Reprinting bogus story
WND has repeatedly depicted reports of vaccine side effects to the government's VAERS database as fact-based, verifiable and indisputable when no report has been verified and the VAERS database itself clearly states that "the inclusion of events in VAERS data does not imply causality." Still, WND apparently believes such fearmongering it too good to fact-check as long as it makes people click on its work. Thus, we have an anonymously written Sept. 13 article peddling the same bogus story:
The U.S. government database that keeps track of deaths from vaccine side effects has exploded by 10-fold since the advent of COVID-19, and the experimental vaccines that have been developed in response.
Also of note is that the story's link to the Beltway Report story redirects to the Beltway Report front page. That's because the story has been deleted. The original story was published on Sept. 13, the day of WND's regurgitation of it, written under the name of "Jack Crane," a bland enough name with a bland enough bio to be little else but a pseudonym. But according to the Internet Archive, it had been deleted by Sept. 22, and it has disappeared from "Crane's" story archive. No explanation could be found on the Beltway Report as to why it was deleted.
Could it be that one of the most unreliable websites out there decided that a story was so egregiously bogus that it was shamed into deleting it? And why doesn't WND -- which is similarly unreliable -- feel the same way?

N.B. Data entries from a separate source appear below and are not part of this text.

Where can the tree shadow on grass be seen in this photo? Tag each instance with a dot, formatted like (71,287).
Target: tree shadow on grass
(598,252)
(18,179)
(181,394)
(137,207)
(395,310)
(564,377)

Parroting a COVID misinformer
An employee of the U.S. Department of Health and Human Services has presented video recordings to Project Veritas of colleagues privately voicing alarm about the safety of the experimental COVID-19 vaccines, alleging a cover-up of "evil at the highest level."
Because Moore doesn't bother to fact-check anything that aligns with his anti-vaxxer views, it was up to an actual news organization to look into O'Malley's claims:
Claims that no reports are being made to the Vaccine Adverse Event Reporting System are misleading. The system, which currently contains more than 720,000 reports, was set up for early warning purposes and may contain “incomplete, inaccurate, coincidental, or unverifiable” information. Through the system, health regulators such as the CDC and the FDA analyze data to identify serious vaccine-related adverse effects, such as the rare occurrence of myocarditis.
That organization also hinted at O'Malley's possible motivation -- a cash grab to justify pushing her fringe beliefs:
A crowdfunding page for O’Malley appeared on GiveSendGo, a Christian fundraising site, and has since raised over $417,000. “Now that she has boldly stepped into the limelight and exposed corruption in our Federal Healthcare system she is facing an uncertain future,” reads the call to donate.
Moore's claim that a study in Uttar Pradesh proved the effectiveness of ivermectin as a COVID treatment isn't true either. As an actual medical fact-checker pointed out:
Likewise, the Ivermectin recommendation didn’t necessarily cause the current drop in COVID-19 cases in Uttar Pradesh, which can be due to other factors. In an article for The Conversation, epidemiologist Rajib Dasgupta explained that the sharp decline in COVID-19 cases in June 2021 might be due to the high proportion of previously infected individuals, combined with COVID-19 vaccination and increased testing.
But those inconvenient facts doesn't fit WND's preferred narrative, so it's Moore's job to censor it.